La guerre et Courage (23/03/2008)

     Février 1952 : dans la salle des Grésillons qui ne s’appelle pas encore « théâtre de Gennevilliers » , j’assiste, médusée à la représentation de Mère Courage. Courage, c’est Germaine Montero, une reine de la chanson réaliste, et Eilif, c’est Gérard Philipe, qui a quitté le manteau rouge du Cid, pour une tenue grisâtre de soldat de fortune… Je découvre Brecht et le théâtre contemporain. J’étais classique. Molière et Corneille au lycée, un peu de Courteline ailleurs. Je fréquentais les matinées classiques de la Comédie-Française, et j’applaudissais mes aînés dans des soirées amateurs. Le Théâtre national Populaire de Jean Vilar me révèle le Théâtre.

     Se remet-on d’un tel éblouissement ?

     J’ai suivi depuis bien des carrioles. Je n’en avais pas encore vu d’aussi immaculée que celle qui chemine ces temps-ci sous la direction d’Anne-Marie Lazarini (décor et lumières deFrançois Cabanat). Certes, il neige dans un pays crayeux et on peut penser que cette blancheur sert de « camouflage en terrain enneigé », afin qu’Anna Fierling (Sylvie Herbert) puisse assurer son petit commerce. Certes, la bâche est rapiécée, mais pendant les vingt ans qu’elle « la promène », comment fait-elle pour ne jamais écoper d’une souillure ? « La paix, c’est la pagaille, la guerre c’est l’ordre », d’après le recruteur (Tommaso Simioni). La guerre de Trente ans au cours de laquelle la charrette se brinqueballe, c’est aussi la boue, la saleté, le froid, la misère, la souffrance. Les costumes de Dominique Bourde, en toile écrue manquent d’un « peu de crasse ». On me dira qu’ils référencent bien l’innocence, et la stupide naïveté de Courage. On me dira aussi qu’il faut beaucoup de moyens pour avoir deux charrettes, de la place pour les mouvoir, les garer, et que les Artistic Athévains manquent de l’un et l’autre.  
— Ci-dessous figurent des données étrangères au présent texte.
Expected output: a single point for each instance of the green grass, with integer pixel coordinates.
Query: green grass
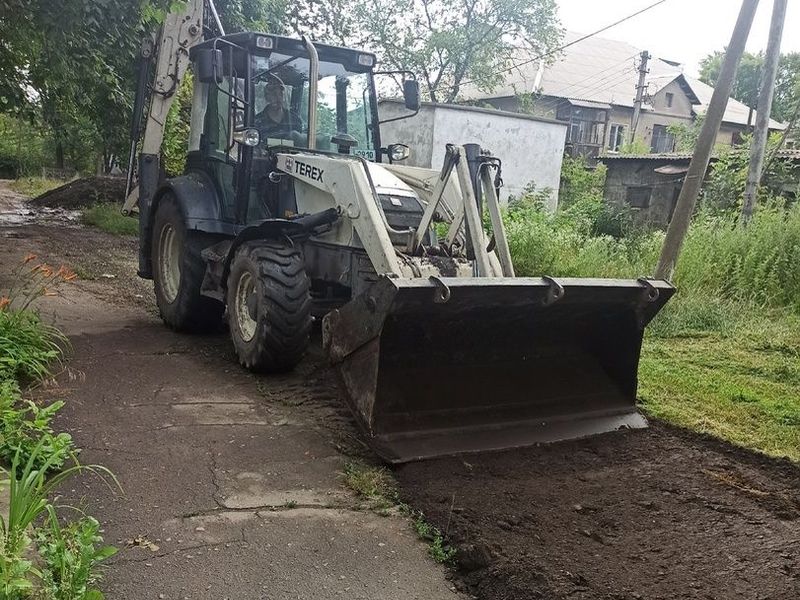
(107, 217)
(373, 484)
(28, 346)
(723, 357)
(438, 548)
(741, 385)
(35, 186)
     Ce qu’il faut surtout dire, à l’heure des complaisances envers des puissances belliqueuses, c’est « maudite soit la guerre ! » et cette absence totale d’amour qui assèche les vies.

     Heureusement, la distribution est riche de talents. Sylvie Herbert a la stature d’une Courage rouée et crédule à la fois. Autour d’elle Catherine (Judith d’Aleazzo) bouleversante sacrifiée, le lieutenant (Bruno Andrieux, Eilif (David Fernandez), Petitsuisse (Hervé Fontaine), Le Colonel (Claude Guedj qui joue aussi un paysan), Yvette (Frédérique Lazarini), le jeune soldat (Maximilien Neujarh), l’Aumônier (Michel Ouimet), le cuisinier (Marc Shapira), suivent la décomposition des peuples et des âmes. Le « chant de la grande capitulation », (musique de Paul Dessau), vaut pour tous qui croient vivre de la guerre et ne s’aperçoivent pas que le manche de leur cuillère est beaucoup trop court « pour dîner avec le diable ».

Anne-Marie Lazarini, vaillamment, dénonce le cynisme et en présentant Mère Courage œuvre pour la paix.